Section 3.6. Summary | Zero Configuration Networking: The Definitive Guide

3.6. Summary

Zeroconf's Multicast DNS, like RFC 3927 link-local addressing, provides a safety net when the equivalent conventional infrastructure is not present or working. When there's no DHCP server, link-local addressing gets you an address that's at least good for the local link. When there's no DNS server, or there is one but you have no way to add your own hostnames to it, Multicast DNS gives you a way of referring to devices by name that at least works on the local link. This gets us to a useful level of functionality: even when DHCP and DNS are broken, link-local addressing and Multicast DNS mean that you can give your devices names, refer to them from other computers using those names, and establish working TCP connections so that you can do useful networking. Zeroconf doesn't stop there, though. With the technology described so far, you can do useful networking, but you need to know the hostname, you need to remember it, and you need to type it in correctly. If you mistype it, misremember it, or just don't know the name of the printer, you're in trouble. Wouldn't it be better if you didn't have to know the name of the printer in advance? Wouldn't it be better if you could just say, "I need to print a document. Is there anything on the network that can help me with that?" That's Zeroconf's DNS Service Discovery technology, and that's the subject of the next chapter.

UTF-8

The American Standard Code for Information Interchange (ASCII) has long been the standard way most computers represent text in their memories and on their disks. Each letter, digit, and symbol is represented by a different seven-bit binary code. Rather than write the codes in binary, they are usually written in numerical form, as numbers from 0 to 127. For example, the code for A is 65.

The problem is that while 128 values are enough to represent English uppercase letters, lowercase letters, digits, and punctuation, they're not enough to represent all the accented characters used in European languages, and definitely not enough to represent all the characters used in Japanese, Hebrew, Indian languages, and so on.

A new standard for representing text called the Universal Character Set (UCS), or Unicode, solves this by having literally millions of possible codes. The problem is that to work directly with Unicode data, software that manipulates text has to be rewritten, which takes a long time. Also, Unicode is less efficient than ASCII for English words, making it slow to gain popularity among many English speakers who don't see much benefit from having all those extra characters if they're not using them. The word "Hello" in Unicode can take double or even four times the space to store as the same word stored using ASCII.

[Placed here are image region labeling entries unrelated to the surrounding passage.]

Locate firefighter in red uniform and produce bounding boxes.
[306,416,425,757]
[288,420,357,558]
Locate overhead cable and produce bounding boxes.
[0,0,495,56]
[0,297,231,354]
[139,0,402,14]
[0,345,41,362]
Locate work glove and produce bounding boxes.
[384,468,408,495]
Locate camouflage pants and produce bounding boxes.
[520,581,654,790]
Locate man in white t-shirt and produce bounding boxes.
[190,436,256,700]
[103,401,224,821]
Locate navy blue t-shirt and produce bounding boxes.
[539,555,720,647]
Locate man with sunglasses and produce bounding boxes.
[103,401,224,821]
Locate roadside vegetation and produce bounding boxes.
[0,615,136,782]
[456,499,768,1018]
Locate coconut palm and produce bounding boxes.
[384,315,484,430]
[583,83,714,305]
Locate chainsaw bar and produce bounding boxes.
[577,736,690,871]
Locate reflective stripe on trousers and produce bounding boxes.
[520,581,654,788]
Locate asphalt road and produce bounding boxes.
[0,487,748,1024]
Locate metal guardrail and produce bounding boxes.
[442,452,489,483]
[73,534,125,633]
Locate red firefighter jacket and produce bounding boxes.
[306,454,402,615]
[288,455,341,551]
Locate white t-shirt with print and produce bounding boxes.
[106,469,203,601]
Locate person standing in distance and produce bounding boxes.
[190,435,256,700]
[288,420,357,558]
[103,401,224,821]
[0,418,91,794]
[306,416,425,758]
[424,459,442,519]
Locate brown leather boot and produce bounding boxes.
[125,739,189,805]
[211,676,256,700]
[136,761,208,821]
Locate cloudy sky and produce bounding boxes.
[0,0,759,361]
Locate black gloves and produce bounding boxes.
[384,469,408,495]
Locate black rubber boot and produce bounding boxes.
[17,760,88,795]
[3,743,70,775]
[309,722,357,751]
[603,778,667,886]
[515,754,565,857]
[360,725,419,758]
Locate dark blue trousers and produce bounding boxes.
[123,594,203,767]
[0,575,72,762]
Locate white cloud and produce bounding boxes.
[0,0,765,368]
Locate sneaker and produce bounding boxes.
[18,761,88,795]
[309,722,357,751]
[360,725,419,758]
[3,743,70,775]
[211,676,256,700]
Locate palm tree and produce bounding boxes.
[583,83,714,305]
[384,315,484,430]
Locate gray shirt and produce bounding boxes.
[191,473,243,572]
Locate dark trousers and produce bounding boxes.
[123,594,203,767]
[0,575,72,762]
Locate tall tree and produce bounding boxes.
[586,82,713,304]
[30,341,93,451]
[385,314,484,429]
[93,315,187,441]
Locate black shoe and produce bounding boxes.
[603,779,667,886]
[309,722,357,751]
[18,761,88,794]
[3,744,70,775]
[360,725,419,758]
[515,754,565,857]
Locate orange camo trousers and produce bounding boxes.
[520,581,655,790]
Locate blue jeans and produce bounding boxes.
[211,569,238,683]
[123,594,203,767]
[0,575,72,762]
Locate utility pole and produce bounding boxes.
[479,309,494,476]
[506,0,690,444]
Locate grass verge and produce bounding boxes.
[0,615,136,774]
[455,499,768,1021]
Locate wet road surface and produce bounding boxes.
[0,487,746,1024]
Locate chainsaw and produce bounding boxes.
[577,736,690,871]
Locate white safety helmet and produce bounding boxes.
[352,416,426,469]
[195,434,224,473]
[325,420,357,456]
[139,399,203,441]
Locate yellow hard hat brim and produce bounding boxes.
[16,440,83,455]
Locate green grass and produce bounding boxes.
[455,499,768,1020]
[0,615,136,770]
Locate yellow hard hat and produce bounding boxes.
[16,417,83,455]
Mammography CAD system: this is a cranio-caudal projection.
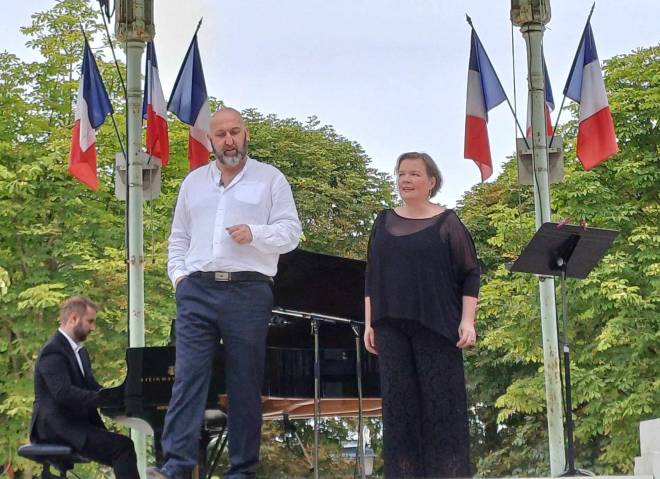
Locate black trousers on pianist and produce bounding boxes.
[80,428,140,479]
[374,319,472,478]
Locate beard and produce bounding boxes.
[211,139,247,166]
[73,324,89,343]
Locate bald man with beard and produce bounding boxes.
[148,108,302,479]
[30,296,140,479]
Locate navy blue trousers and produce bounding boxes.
[162,277,273,478]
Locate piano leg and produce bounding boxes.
[282,414,314,471]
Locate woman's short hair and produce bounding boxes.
[394,151,442,197]
[60,296,99,324]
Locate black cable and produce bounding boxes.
[124,0,131,346]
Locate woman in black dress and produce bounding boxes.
[364,152,480,478]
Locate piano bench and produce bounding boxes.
[18,443,89,479]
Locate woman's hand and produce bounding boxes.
[456,319,477,349]
[364,325,378,354]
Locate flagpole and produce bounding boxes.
[465,13,529,149]
[115,0,154,478]
[511,0,565,476]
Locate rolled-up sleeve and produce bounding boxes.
[248,174,302,254]
[167,186,190,286]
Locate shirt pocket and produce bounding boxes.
[234,181,264,205]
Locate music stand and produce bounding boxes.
[511,223,618,476]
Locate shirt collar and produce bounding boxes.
[57,328,82,353]
[211,156,254,188]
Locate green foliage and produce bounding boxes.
[0,0,392,477]
[0,0,660,477]
[461,46,660,476]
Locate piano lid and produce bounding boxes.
[274,249,366,322]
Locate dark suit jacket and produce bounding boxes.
[30,331,105,450]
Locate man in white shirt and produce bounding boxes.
[30,296,140,479]
[148,108,302,479]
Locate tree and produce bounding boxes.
[461,46,660,476]
[0,0,392,477]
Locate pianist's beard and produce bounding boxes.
[211,138,248,166]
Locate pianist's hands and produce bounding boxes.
[97,387,124,408]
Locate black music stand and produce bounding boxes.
[511,223,618,476]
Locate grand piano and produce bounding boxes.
[101,249,381,470]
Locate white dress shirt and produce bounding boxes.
[57,328,85,376]
[167,158,302,285]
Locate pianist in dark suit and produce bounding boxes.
[148,108,302,478]
[30,296,140,479]
[364,152,480,478]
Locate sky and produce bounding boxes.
[0,0,660,207]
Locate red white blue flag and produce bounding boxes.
[564,22,619,170]
[525,57,555,138]
[463,29,506,181]
[142,42,170,166]
[69,39,113,190]
[167,34,211,170]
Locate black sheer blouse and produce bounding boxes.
[365,209,480,341]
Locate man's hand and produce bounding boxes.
[456,319,477,349]
[227,225,252,244]
[364,325,378,354]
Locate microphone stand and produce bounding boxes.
[350,321,365,479]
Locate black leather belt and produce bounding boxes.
[190,271,273,283]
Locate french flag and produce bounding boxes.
[69,39,113,191]
[525,58,555,138]
[564,22,619,170]
[167,33,211,170]
[463,29,506,181]
[142,42,170,166]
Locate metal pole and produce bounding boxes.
[126,40,147,477]
[520,23,565,476]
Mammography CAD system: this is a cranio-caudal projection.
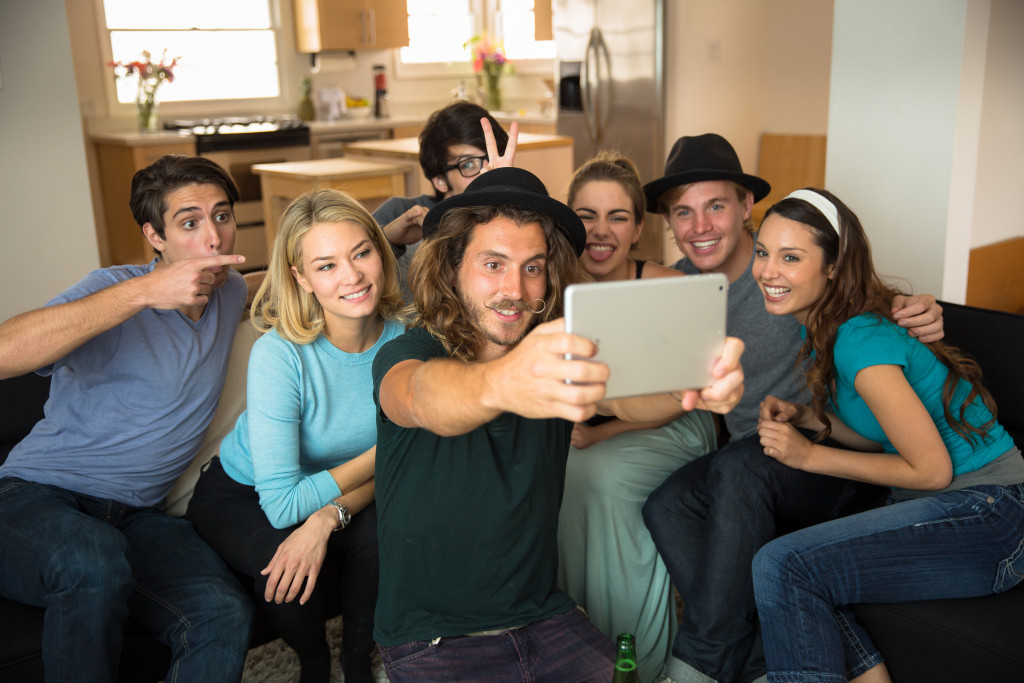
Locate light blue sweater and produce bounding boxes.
[220,321,404,528]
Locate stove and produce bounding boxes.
[164,116,309,155]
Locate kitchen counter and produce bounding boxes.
[89,130,193,147]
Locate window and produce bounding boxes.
[399,0,555,65]
[103,0,281,102]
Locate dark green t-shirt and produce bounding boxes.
[373,328,574,646]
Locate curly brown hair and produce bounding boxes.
[406,206,590,360]
[765,187,995,443]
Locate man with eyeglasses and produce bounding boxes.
[373,101,518,303]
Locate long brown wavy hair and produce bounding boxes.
[765,187,995,443]
[406,206,590,360]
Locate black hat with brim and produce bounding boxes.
[423,167,587,256]
[643,133,771,213]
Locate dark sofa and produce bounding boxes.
[0,302,1024,683]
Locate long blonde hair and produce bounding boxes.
[250,189,402,344]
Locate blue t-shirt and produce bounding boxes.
[220,321,404,528]
[0,259,246,507]
[833,313,1014,476]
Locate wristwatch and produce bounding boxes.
[328,501,352,531]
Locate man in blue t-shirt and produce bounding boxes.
[373,168,742,682]
[0,156,252,681]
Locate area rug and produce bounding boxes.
[242,616,388,683]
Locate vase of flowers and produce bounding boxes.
[109,50,180,132]
[463,35,512,112]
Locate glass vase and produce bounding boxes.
[135,79,159,133]
[483,73,502,112]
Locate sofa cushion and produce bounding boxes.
[164,316,260,517]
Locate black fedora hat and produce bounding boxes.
[423,167,587,256]
[643,133,771,213]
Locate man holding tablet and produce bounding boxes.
[643,133,942,683]
[374,168,742,681]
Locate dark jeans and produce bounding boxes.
[381,609,615,683]
[643,434,885,683]
[0,477,253,681]
[187,458,378,683]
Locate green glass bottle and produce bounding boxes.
[611,633,640,683]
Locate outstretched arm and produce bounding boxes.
[380,319,608,436]
[0,255,245,379]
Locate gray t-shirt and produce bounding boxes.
[672,252,804,439]
[374,195,437,304]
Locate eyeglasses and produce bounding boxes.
[444,156,487,178]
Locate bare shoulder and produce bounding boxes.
[641,261,686,280]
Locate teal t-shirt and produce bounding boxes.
[834,313,1014,476]
[219,321,403,528]
[374,328,574,646]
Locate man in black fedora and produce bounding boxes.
[643,133,942,683]
[373,168,742,681]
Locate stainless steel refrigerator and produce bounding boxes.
[553,0,667,182]
[553,0,668,260]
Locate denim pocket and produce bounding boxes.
[992,484,1024,593]
[381,640,436,670]
[0,477,29,496]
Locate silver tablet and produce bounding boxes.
[565,273,729,398]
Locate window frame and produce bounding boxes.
[93,0,294,119]
[393,0,556,79]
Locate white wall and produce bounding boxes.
[648,0,833,263]
[825,0,1024,302]
[971,0,1024,248]
[0,0,99,321]
[825,0,972,295]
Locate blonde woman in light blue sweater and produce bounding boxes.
[188,189,403,683]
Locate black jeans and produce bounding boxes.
[643,434,885,683]
[186,458,378,683]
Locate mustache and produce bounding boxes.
[484,299,548,315]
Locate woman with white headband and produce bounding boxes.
[753,189,1024,683]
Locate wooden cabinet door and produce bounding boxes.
[293,0,409,52]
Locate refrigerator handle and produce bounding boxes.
[594,29,614,143]
[580,28,603,142]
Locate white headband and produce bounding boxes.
[784,189,843,237]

UCS Transformation Format 8 (UTF-8) solves this problem in a simple, elegant way. A single eight-bit byte in computer memory can hold 256 possible values, from 0 to 255, but ASCII requires only 128 values, leaving the other 128 unused. The ingenious solution is that UTF-8 uses the values 0-127 to represent exactly the same characters as ASCIIso the word "Hello" stored using UTF-8 and the word "Hello" stored using ASCII are exactly the same in memory. UTF-8 is a compatible superset of ASCII. So we can declare, by fiat, as it were, that every single ASCII string stored in memory or on disk anywhere in the world is actually a UTF-8 string, and not a single line of software has had to change.

The second step is how UTF-8 represents all those additional non-roman characters. UTF-8 uses those byte values in the range 128-255, unused by ASCII, to represent those characters. Depending on the character, it may be represented in memory as a consecutive sequence of two, three, or more bytes in the 128-255 range.

The beauty of this is that almost all software that works with ASCII text can work without modification with the new UTF-8 text. Of course, if you want to display UTF-8 text on the screen or print it on paper, you need software that knows how to properly decode UTF-8 and draw the right characters, but most software never needs to do this. DNS code is concerned with putting data into packets and reading it out, not with what those characters look like to humans. The little bit of user-interface code responsible for showing text on the screen has to draw UTF-8 characters correctly, but the rest of the DNS protocol codethe vast bulk of itcan just pass the data around as raw data, unconcerned with how that data might eventually be presented to the human user.

UTF-8 is popular in the United States, because it allows non-roman characters to be represented using multibyte sequences in otherwise standard ASCII files. In some places outside the USA, where most characters need to be represented using multibyte sequences, UTF-8 is less popular, and many people prefer to use 16-bit Unicode characters (UTF-16) directly. Multicast DNS adopts UTF-8 as the best way to maintain compatibility with existing ASCII names, while at the same time providing the capability to represent non-roman characters, too.